Butt of malmsey

19th-century illustration of Clarence's execution

A butt of malmsey refers to an archaic measuring unit in Medieval England for the transportation of malmsey wine. First recorded in Geoffrey Chaucer's The Canterbury Tales in the late 14th century, it was a vessel of varying size until it was standardised in the next century, when it was approximately 4 feet (1.2 m) wide, holding 126 imperial gallons (570 litres). Designed to transport and make available large quantities of drink at a time, it became an item of luxury trading, with political weight, and as a result was also used in both gift-giving by the nobility and as a unit of exchange; it could also be combined with other wines.
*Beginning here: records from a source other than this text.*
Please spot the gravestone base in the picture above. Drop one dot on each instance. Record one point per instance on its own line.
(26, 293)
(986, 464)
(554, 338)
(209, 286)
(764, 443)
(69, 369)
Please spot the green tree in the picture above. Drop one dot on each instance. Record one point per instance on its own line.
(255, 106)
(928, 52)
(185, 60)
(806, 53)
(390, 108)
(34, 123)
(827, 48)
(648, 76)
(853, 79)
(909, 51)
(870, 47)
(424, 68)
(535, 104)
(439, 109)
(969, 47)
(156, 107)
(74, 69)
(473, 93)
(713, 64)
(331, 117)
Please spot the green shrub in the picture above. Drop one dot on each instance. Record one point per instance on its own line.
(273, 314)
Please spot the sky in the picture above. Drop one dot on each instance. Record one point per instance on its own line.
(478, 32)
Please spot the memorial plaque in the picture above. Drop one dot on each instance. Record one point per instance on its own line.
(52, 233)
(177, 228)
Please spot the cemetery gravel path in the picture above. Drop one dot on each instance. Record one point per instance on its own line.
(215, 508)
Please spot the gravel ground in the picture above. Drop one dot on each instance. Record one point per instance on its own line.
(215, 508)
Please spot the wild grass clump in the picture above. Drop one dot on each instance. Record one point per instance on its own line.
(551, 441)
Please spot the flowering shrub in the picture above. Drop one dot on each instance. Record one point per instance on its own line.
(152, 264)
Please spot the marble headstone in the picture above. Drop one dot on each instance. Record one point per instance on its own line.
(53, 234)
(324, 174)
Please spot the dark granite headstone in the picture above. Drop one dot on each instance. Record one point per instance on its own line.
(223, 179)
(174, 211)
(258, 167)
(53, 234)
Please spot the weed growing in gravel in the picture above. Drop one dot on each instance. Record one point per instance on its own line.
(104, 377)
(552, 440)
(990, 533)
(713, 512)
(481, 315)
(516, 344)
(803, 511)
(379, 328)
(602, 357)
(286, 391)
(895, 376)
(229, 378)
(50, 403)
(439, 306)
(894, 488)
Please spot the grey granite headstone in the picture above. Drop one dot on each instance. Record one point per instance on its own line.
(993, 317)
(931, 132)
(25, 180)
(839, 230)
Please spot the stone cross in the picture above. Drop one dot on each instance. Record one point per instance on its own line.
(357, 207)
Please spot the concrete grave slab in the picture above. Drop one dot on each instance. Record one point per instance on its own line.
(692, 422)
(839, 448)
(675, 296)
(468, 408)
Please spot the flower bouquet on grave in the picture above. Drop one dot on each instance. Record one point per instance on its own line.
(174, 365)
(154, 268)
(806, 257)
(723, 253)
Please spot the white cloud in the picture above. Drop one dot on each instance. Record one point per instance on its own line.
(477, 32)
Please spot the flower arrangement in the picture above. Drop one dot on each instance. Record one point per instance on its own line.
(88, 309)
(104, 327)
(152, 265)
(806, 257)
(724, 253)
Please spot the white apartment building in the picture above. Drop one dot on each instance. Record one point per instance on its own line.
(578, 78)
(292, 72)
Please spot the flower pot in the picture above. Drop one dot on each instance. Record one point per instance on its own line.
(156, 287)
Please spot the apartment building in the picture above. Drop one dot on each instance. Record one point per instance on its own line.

Malmsey itself was particularly popular in Northern Europe as, having a higher sugar level meant that it was much stronger in alcohol than native wines; it could also withstand longer sea voyages than many other wines. The import of malmsey butts, particularly by London merchants, provided tax for national defence and on one occasion led to a trade war with Venice, its major importer.

It is probably culturally most well known as the alleged method used to execute George, Duke of Clarence—brother to King Edward IV—in the Tower of London in 1478, following the Duke's conviction for treason. Immortalised by William Shakespeare in Richard III, where the Duke is stabbed and then drowned in a butt of malmsey, the story is regarded by most modern scholars as ahistorical and apocryphal. Due to its rarity—such a method is not known to have been used before or since—doubt has been cast on its efficacy or the practicality of drowning in such a manner as a method of execution, although it has persisted in popular culture. Several writers and commentators have referenced it since, ranging from Shakespeare and Thomas Heywood in the 16th century, Gervase Markham in the 17th, Mikhail Lermontov and Charles Dickens in the 19th, and Raymond Chandler and Daniel Curzon in the 20th.